"Oh, yes," she breathed, and clapped her hands softly.
Omar had reached down into the wet clay beneath his feet. There was a pool close at hand and the ground had been trodden by animals coming to drink. Taking a double handful of the clay he pressed it together upon a short stick and modeled the body and head of a pigeon. The girl-child drew closer to watch with fascinated interest.
Then Omar stuck two smaller sticks into the clay pigeon for legs, and set it aside. "Wait," he told the child, "and after the sun has dried this tomorrow, put it near the water. The others will come down out of the air to talk to it. But you must sit still, and not run after them."
"
Ai
, it is like them," the girl said with conviction.
When the peasants brought up a fresh horse, Omar noticed that it was no farm animal. He stretched himself and took up the wicker cage.
"Will it come soon," the elder whispered, holding his stirrup, "the day that is not yet come?"
"
Neh mi-danam; Khoda mi-danad
. I do not know; only God knows."
Omar rode through the night. When he came to a walled city that he recognized as Kasvin, he circled it and found the great Khorasan road again beyond it, for the riders from Alamut might well be in Kasvin looking for him by now.
When the first light touched the distant mountains, and the shadow of the plain gave way to gray hillocks, irresistible drowsiness came over him. Holding to the saddle horn, he began to nod, and the tired horse slowed to a walk. Omar Khayyam, his mind assured him, was on the road to Ray, the long Khorasan road that Rahim had traveled, leading nowhither. Clay pigeons walked over the desert plain, and why did children accept miracles as a matter of course until they were taught suspicion by old and stagnant minds? The clay pigeons were swooping through the air carrying messages of warning. Their wings drummed and drummed in his ears——
Hoofs thudded about him, and he woke with a start when a voice cried in Arabic, "What man art thou?"
Dust swirled in the full sunlight; scores of riders in the loose robes and head rings of desert men were passing by him, and some had stopped to stare. Omar also stared down at his dusty red satin.
"A wayfarer," he answered. "A wayfarer from beyond the Roof of the World, seeking the court of the great Sultan Malikshah."
"O Master Omar!" a familiar voice rang out. A bent man flung himself from the saddle to seize Omar's knee in frantic joy. "Knowest not Jafarak?"
"But," Omar smiled, "Jafarak is at Kasr Kuchik."
"Nay," the jester laughed, "the army came. Malikshah's riders came back from Samarkand, and so I joined them to seek thee in Ray——"

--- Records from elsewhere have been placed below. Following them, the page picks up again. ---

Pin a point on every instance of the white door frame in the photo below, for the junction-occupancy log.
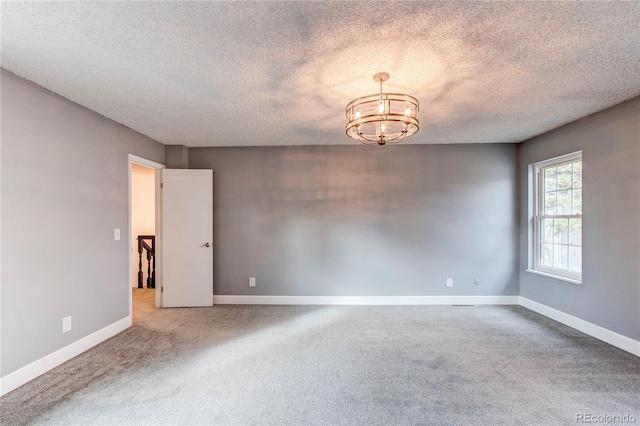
(158, 207)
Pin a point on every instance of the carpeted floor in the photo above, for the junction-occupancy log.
(295, 365)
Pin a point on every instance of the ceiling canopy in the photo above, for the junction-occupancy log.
(281, 73)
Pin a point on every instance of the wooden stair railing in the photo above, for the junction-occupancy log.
(151, 256)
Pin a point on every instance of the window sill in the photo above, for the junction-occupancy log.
(557, 277)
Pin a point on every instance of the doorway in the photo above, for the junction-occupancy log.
(144, 268)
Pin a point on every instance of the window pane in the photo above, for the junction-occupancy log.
(550, 203)
(563, 202)
(577, 174)
(546, 255)
(561, 231)
(575, 232)
(575, 259)
(564, 178)
(577, 201)
(547, 230)
(560, 257)
(550, 179)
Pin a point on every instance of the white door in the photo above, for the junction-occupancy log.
(187, 238)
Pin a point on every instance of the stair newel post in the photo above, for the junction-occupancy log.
(153, 272)
(148, 268)
(140, 274)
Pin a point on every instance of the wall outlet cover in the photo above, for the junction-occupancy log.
(66, 324)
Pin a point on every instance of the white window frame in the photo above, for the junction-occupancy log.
(538, 200)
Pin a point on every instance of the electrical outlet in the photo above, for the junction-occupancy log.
(66, 324)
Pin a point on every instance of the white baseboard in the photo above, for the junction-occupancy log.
(365, 300)
(29, 372)
(618, 340)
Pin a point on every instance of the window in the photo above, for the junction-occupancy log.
(557, 225)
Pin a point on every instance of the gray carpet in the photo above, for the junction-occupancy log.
(294, 365)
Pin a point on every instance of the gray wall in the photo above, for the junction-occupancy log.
(610, 144)
(64, 190)
(357, 220)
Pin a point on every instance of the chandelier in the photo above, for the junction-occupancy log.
(384, 118)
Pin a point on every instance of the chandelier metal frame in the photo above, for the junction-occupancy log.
(383, 118)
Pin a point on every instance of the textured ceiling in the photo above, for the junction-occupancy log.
(281, 73)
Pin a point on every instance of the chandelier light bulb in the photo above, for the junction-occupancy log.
(382, 118)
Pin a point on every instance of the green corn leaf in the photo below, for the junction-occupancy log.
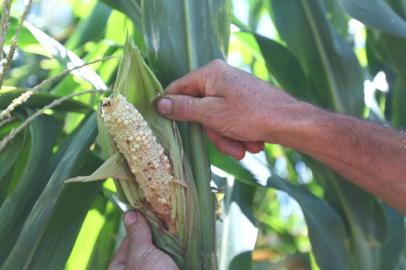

A passing camel halted and knelt, rumbling protest, and from its closed litter a woman climbed, running between the horses to Omar.
"My lord!" Ayesha cried. "Allah hath preserved thee. In the market of Ray they told us—thy fools of swordsmen told us—thou wert carried off by invisible devils." She caught Omar's stirrup. "They have changed thy shape—what hath befallen thy beard?——"
"Master!" Ishak the gatekeeper cast himself on his knees. "How could I prevent? This young person would not abide at the
kasr
. She egged Jafarak on to follow thee, riding unashamed on the public road. I said to myself, 'Truly it rests upon thy head, Ishak, to protect the honor of thy lord.' At Ray she would not be stayed—she went to the commander of these Arabs, and
he
went to our Sultan, upon whom be the blessing of Ali and Abu Bekr, and our Sultan said, Tind Omar Khayyam, if he be in the snow mountains or upon the sea itself——' "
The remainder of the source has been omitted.